Teacher-Assistant-Knowledge-Distilliation

Another version of code documentation is inside readme.pdf file.



0. Table of Contents

This manual has has two parts

1- Installation

Provides installation guide.

2- Running the code

Details on how to run the code.

3- Examples

Some examples to reproduce results in the paper.


1. Installation

1.1 OS: Mac OS X or Linux(tested on Ubuntu and Debian)
1.2 Pytorch(1.0.0) which can be installed with details provided here: https://pytorch.org/get-started/locally/

For most users, pip3 install torch torchvision should work. If you are using Anaconda, conda install pytorch torchvision -c pytorch should work.

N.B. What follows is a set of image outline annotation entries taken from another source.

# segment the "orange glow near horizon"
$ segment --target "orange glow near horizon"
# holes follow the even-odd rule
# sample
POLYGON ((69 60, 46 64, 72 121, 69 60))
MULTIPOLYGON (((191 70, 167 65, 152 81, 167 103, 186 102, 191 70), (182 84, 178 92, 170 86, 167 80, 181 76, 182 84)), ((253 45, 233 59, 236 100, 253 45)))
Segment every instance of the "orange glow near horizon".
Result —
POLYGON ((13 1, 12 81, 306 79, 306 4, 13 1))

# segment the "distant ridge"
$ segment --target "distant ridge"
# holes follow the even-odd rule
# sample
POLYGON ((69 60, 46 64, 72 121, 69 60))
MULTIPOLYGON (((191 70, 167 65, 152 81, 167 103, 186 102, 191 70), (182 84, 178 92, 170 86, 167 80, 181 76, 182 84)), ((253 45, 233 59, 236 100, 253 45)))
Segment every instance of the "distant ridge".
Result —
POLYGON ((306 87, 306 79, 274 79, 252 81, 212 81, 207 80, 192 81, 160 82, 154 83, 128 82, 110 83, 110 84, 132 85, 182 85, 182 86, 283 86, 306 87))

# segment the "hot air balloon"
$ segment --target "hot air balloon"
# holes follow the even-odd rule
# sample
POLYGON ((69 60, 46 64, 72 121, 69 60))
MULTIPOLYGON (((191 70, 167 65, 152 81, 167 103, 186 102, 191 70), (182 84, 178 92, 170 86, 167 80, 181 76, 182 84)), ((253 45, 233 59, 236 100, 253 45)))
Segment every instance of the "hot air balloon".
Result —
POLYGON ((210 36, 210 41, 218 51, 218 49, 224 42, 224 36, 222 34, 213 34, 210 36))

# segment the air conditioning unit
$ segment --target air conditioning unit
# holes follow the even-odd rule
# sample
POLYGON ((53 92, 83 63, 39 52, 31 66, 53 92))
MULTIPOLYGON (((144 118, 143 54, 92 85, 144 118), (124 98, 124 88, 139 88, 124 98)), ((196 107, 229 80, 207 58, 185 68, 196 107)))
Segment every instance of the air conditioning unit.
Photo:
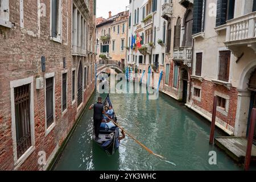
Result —
POLYGON ((36 89, 39 90, 44 88, 44 78, 36 78, 36 89))

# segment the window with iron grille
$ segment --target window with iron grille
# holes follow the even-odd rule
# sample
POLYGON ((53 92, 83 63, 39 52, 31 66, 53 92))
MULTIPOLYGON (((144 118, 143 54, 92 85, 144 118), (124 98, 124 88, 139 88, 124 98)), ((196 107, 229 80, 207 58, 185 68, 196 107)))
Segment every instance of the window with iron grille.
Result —
POLYGON ((86 67, 84 68, 84 89, 85 89, 86 88, 87 84, 86 84, 86 67))
POLYGON ((17 156, 32 145, 30 126, 30 84, 14 88, 17 156))
POLYGON ((229 81, 230 61, 230 51, 220 51, 220 66, 218 77, 219 80, 229 81))
POLYGON ((67 109, 67 73, 62 75, 62 111, 67 109))
POLYGON ((76 81, 76 71, 72 71, 72 101, 75 100, 75 82, 76 81))
POLYGON ((201 76, 202 72, 202 58, 203 53, 196 53, 196 75, 201 76))
POLYGON ((77 76, 77 107, 82 102, 82 64, 80 62, 77 76))
POLYGON ((46 122, 47 129, 53 123, 53 77, 46 79, 46 122))

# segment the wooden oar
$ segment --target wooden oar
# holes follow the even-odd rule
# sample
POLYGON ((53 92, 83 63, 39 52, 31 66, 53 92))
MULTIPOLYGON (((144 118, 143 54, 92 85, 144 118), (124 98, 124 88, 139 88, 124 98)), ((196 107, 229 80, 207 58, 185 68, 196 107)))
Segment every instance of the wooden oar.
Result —
POLYGON ((161 159, 165 159, 166 158, 163 156, 162 156, 162 155, 155 154, 154 152, 153 152, 152 151, 151 151, 150 149, 149 149, 148 148, 147 148, 147 147, 146 147, 144 144, 143 144, 142 143, 141 143, 140 142, 139 142, 137 139, 136 139, 133 135, 131 135, 130 134, 129 134, 128 132, 127 132, 126 131, 125 131, 122 127, 121 127, 119 125, 118 125, 115 122, 114 122, 113 119, 110 119, 109 118, 109 117, 108 117, 108 115, 106 115, 105 114, 104 114, 104 115, 105 117, 106 117, 108 118, 109 118, 111 121, 112 121, 114 124, 115 124, 116 126, 117 126, 118 127, 119 127, 122 130, 123 130, 125 133, 126 133, 129 136, 130 136, 130 137, 131 137, 132 139, 133 139, 136 142, 137 142, 139 145, 141 145, 143 148, 144 148, 147 151, 148 151, 150 154, 152 154, 157 157, 159 157, 161 159))

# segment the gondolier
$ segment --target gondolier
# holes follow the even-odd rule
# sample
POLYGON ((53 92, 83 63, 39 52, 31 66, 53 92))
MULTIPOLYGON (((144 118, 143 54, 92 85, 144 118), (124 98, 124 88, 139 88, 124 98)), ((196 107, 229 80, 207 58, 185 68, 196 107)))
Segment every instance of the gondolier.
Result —
POLYGON ((102 103, 102 98, 98 97, 98 102, 92 105, 89 108, 89 110, 93 109, 93 126, 94 129, 94 134, 96 139, 100 139, 98 136, 101 122, 103 119, 103 115, 105 114, 104 105, 102 103))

1.3 Microsoft NNI toolkit: Details of installation provided here: https://github.com/Microsoft/nni/

For most users, pip3 install nni should work.

2. Running The code

2.1 Important Files In codebase:

2.1.1 model_factory.py Creates neural networks(resnet and plane CNN models) to be used by trainer.

2.1.2 data_loader.py Loads datasets(CIFAR10/CIFAR100) to be used by trainer.

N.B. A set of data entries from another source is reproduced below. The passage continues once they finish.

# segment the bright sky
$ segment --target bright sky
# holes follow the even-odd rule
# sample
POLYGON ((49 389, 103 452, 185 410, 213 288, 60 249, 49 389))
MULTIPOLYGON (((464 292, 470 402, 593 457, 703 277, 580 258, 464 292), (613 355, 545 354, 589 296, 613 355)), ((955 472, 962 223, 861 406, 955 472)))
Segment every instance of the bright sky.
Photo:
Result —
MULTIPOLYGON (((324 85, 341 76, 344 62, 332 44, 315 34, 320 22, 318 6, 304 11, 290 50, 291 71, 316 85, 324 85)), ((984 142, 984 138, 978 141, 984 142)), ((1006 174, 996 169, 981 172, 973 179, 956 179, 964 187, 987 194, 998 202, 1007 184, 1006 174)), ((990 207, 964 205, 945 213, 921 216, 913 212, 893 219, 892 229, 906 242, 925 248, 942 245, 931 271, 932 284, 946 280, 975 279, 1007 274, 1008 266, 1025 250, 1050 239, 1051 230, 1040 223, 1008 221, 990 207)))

2.1.3 train.py The main code. Given a training config which we will explain below, it will train models.

2.1.4 search_space.json defines hyper parameter search space for the hyper parameter optimizer.

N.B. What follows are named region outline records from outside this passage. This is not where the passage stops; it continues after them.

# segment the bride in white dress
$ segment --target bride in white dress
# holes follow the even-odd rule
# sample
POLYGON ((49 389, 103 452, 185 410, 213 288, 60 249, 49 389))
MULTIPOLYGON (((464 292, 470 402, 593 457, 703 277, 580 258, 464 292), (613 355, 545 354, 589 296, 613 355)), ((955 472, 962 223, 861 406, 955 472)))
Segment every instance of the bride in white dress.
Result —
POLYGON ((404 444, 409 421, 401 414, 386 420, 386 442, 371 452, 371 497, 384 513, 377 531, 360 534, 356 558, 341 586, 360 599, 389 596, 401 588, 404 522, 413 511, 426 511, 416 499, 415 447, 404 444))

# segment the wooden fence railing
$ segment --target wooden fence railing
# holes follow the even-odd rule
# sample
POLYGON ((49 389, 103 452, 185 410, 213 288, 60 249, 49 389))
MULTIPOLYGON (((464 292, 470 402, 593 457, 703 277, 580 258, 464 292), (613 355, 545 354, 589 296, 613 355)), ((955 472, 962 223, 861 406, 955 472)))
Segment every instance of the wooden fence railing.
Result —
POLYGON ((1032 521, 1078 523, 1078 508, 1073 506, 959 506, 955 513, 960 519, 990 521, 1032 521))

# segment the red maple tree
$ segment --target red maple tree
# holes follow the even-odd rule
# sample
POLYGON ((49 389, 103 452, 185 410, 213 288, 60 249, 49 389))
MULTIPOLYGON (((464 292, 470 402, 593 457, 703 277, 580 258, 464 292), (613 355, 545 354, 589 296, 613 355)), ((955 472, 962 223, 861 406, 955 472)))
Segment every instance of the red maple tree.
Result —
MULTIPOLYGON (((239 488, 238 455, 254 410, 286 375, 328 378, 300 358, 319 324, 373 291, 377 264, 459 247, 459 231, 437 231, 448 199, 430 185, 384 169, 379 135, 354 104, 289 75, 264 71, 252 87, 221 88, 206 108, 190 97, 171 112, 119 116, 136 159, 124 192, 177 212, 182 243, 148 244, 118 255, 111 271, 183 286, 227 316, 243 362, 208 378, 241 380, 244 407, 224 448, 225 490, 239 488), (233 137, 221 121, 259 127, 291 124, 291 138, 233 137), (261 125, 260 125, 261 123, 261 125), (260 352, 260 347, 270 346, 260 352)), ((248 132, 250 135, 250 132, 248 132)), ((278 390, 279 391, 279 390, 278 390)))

2.1.5 config.yml config for the hyper parameter optimizer.

2.2 Configs

2.2.1 Training Settings

These settings are needed duri

2.2.1.1 epochs

Number of training epochs.

2.2.1.2 dataset

Dataset name, can be 'cifar10' or 'cifar100'. Default is 'cifar100'.

2.2.1.3 batch-size

mini batch size used in training. Default is 128.

2.2.1.4 learning-rate

Initial learning rate for SGD optimizer. Depending on models in might be changed during training.

2.2.1.5 momentum

momentum for SGD optimizer. Default is 0.9.

2.2.1.6 weight-decay

Weight decay for SGD optimizer. Default is 0.0001.

2.2.1.7 teacher

Teacher model name. Can be resnetX for resnetwhere X can be any value in (8, 14, 20, 26, 32, 44, 56, 110) or PlaneY for plane(vanilla CNN) networks where Y can be any value in (2, 4, 6, 8, 10). For details of network please refer to the paper.

2.2.1.8 student

Student model name. Values can be in forms of resnetX or planeY which explained before.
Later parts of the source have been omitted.